Some countries use other tests declared to be “more sensitive” but above all more expensive and not validated, such as the “Lymphocytic Transformation Test” (or TTL). Their advantage is not always obvious since their diagnostic efficacy depends on the bacterial antigens chosen, as well as on the control population used in the validation test. Their evaluation remains poorly done with poor quality studies, too great a sensitivity and poor specificity (many false positives).
The question of PCR
An examination by “PCR” (or “Polymerase Chain Reaction”) is wrongly considered to be the reference technique. The PCR would make it possible to demonstrate the DNA (genetic heritage) of the bacteria in all the fluids and biological tissues of the body where Borellia could nestle or could have passed.
PCR is a method of “amplifying DNA”, bacterial or viral, which is used to find, for example, the AIDS virus. It is a very sensitive and very specific method (the risk of mistaking another bacterium for a Borrelia is low), provided it is used according to strict standards to avoid the risk of contamination by other genetic material.
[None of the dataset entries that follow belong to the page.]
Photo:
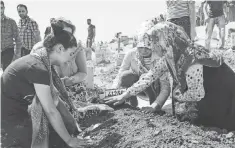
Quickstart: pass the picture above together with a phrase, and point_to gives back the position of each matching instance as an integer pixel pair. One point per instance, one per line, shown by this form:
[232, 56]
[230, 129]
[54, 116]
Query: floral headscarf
[178, 53]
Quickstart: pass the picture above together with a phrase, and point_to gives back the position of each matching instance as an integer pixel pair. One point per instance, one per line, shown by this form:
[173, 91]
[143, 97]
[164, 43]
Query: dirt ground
[128, 127]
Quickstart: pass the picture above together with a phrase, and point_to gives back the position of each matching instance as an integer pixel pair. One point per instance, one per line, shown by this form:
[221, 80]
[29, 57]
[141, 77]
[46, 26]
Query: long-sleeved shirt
[29, 32]
[130, 63]
[9, 35]
[178, 56]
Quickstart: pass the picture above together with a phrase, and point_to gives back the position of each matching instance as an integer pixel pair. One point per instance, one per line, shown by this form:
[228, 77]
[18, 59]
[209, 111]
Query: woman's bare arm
[44, 94]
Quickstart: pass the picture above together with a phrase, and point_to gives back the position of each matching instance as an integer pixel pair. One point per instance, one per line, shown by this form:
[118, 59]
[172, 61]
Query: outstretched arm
[44, 94]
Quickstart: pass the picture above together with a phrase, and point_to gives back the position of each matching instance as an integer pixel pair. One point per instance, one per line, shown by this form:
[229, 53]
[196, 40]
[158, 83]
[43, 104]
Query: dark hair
[22, 5]
[2, 3]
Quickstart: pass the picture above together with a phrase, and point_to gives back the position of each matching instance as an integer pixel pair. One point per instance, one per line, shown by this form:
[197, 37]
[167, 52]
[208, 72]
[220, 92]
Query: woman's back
[18, 78]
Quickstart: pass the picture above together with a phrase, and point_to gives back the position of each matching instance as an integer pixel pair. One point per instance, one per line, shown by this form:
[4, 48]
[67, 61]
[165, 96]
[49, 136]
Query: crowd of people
[46, 75]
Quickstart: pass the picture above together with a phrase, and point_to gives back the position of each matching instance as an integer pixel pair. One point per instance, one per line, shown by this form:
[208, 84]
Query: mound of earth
[127, 127]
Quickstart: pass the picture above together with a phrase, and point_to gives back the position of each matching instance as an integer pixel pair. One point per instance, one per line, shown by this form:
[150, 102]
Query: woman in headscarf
[217, 107]
[32, 80]
[135, 65]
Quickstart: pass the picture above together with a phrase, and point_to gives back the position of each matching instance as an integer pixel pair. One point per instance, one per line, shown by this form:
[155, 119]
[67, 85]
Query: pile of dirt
[127, 127]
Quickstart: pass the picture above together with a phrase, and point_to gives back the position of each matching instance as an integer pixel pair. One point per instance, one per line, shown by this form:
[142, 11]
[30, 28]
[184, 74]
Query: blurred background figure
[215, 14]
[28, 29]
[183, 13]
[9, 39]
[90, 39]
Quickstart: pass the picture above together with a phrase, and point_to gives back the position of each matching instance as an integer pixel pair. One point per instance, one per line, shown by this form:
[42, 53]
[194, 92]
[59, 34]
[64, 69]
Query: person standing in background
[183, 13]
[9, 35]
[214, 14]
[28, 28]
[90, 39]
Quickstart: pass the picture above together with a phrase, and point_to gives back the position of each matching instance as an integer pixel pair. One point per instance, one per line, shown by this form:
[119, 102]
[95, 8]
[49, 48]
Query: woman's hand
[68, 81]
[115, 100]
[151, 109]
[78, 142]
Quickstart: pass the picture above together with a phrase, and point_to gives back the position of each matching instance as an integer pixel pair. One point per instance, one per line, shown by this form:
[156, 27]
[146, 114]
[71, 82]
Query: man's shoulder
[32, 20]
[132, 52]
[93, 26]
[10, 19]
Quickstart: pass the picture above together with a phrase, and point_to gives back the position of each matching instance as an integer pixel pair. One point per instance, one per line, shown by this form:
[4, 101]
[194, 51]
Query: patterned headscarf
[178, 51]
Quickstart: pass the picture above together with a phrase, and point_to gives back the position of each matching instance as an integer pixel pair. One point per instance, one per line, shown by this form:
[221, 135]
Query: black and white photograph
[117, 74]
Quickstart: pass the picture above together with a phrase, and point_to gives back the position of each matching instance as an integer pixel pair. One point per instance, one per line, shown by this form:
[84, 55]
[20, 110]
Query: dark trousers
[128, 79]
[16, 124]
[6, 57]
[217, 108]
[24, 51]
[183, 22]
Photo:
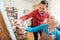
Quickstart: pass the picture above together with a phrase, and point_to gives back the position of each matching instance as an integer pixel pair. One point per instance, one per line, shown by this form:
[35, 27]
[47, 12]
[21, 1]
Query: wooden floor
[31, 37]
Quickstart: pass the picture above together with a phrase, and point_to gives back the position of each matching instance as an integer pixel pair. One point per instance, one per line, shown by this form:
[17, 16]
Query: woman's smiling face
[51, 23]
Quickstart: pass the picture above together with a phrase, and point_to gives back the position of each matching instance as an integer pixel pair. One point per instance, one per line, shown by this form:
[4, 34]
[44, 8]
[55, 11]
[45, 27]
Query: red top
[37, 19]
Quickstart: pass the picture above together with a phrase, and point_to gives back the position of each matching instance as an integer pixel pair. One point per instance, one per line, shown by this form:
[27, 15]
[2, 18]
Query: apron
[45, 36]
But Borrelia only circulates in the blood transiently and does not stay there: this is why PCR cannot be considered reliable when it is used on blood samples, as is regularly the case in d ‘other European countries, such as Germany. On the other hand, it can be very interesting when an organ (skin, joint) is specifically affected by the disease, for example, in the event of an effusion of joint fluid (“arthritis”), the synovial fluid contained in the joints can be sampled. to analyze it in PCR. In the presence of neurological problems (“meningo-radiculitis” or “meningoencephalitis”), PCR in the cerebrospinal fluid (taken by lumbar puncture) is not very efficient. PCR is therefore only indicated in doubtful cases of lesion of the skin and joints, in particular patients with discrepancy between clinical and serology.
Other non-validated tests exist
The determination of the CD57 marker of NK cells has also been proposed but the evaluation files lack good quality studies to advise them and an independent study carried out by the American Institute of Health (NIH) even showed an absence of specificity.
Rapid detection (RDT) and self-diagnostic tests appear poor.
Another method called “Elispot”, which is usually used for the diagnosis of tuberculosis, is offered by some medical analysis laboratories. This test consists of identifying cells of the patient’s immune system which have been in contact with Borrelia. But it gives a very high number of false positive results, and it has never scientifically demonstrated its interest in the diagnosis of Lyme disease. The results of Elispot are therefore to be taken with suspicion, and moreover, they are expensive (around 300 euros) and it is, currently, a real business.
This BEH analysis will therefore perhaps not convince opponents of the reference diagnostic method, but it will reassure those who trust the various learned societies of infectious diseases in the United States and European countries.